The present study identified high prevalence of stress (48%) among doctors with significant difference for overall job satisfaction. There found to be negative correlation between job satisfaction and stress level (r = -0.612, p-value = 0.0001). Past studies also found more stress level among doctors and many of them reported that job stress affects their physical as well as mental health [3,25]. Job stress leads to poor performance at workplace, poor quality of care, and difficulties in caring for patients, spending adequate time with patients and continuing good relationships [26,27].

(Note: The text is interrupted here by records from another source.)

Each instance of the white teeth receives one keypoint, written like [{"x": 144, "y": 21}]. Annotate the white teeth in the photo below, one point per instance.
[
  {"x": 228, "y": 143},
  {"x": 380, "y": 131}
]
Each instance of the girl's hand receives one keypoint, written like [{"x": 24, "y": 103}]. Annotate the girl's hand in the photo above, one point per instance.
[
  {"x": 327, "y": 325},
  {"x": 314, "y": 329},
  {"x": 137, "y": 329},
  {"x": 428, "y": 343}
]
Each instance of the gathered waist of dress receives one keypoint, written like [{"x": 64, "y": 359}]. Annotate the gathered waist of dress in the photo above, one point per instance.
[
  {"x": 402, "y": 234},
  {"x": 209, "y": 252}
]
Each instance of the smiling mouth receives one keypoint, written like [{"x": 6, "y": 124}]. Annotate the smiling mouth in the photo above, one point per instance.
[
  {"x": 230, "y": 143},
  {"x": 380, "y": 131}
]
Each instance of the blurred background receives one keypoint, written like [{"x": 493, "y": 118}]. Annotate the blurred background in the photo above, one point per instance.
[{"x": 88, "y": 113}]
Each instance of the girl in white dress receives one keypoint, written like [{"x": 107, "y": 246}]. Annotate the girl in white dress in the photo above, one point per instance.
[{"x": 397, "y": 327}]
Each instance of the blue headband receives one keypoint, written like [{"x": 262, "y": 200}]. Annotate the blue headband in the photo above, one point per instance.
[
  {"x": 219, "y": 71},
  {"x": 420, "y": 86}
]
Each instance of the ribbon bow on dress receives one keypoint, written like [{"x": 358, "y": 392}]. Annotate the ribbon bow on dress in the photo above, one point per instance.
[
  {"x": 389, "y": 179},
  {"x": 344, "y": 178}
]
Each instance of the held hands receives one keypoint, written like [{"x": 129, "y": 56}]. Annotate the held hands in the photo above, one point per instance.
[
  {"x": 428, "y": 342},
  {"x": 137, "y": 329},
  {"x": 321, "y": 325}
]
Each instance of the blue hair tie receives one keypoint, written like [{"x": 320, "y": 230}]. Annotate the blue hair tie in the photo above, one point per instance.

This study reported age, educational status and severity of stress were potential influential factors for total job satisfaction among doctors. Ghazali, et al. found that service structure and low income were main factors contributing to job dissatisfaction [6]. Sohag AA, et al. identified that working environment; pay/perks and workload were important factors for job dissatisfaction [10]. These variations could be attributed to differences in study population; different variables and tools used; and cultural differences. So, it can be advised to focus on these issues to elaborate risk or influential factors for job satisfaction in future research.

Strengths and Limitations

1. We selected doctors directly involved with patients care provision including PG trainees and faculties which is strength of our study.

2. We have included doctors from one medical college only and the sample size is small. Hence the results cannot be generalized.


Majority of doctors were found to be unsatisfied with job and had more stress among them. Factors like age, educational status and severity of stress emerged as potential influential factors. Workload; pay and benefits; autonomy; safety and security; and workload were associated with more dissatisfaction. So, these factors should be addressed by institutional authority to raise job satisfaction among doctors, improve health care delivery, retention of faculties in college, to reduce stress level, to provide safety, to decrease workload and sufficient autonomy. The results of present study can help in future studies to identify the measures for improving satisfaction among doctors by addressing the identified risk factors.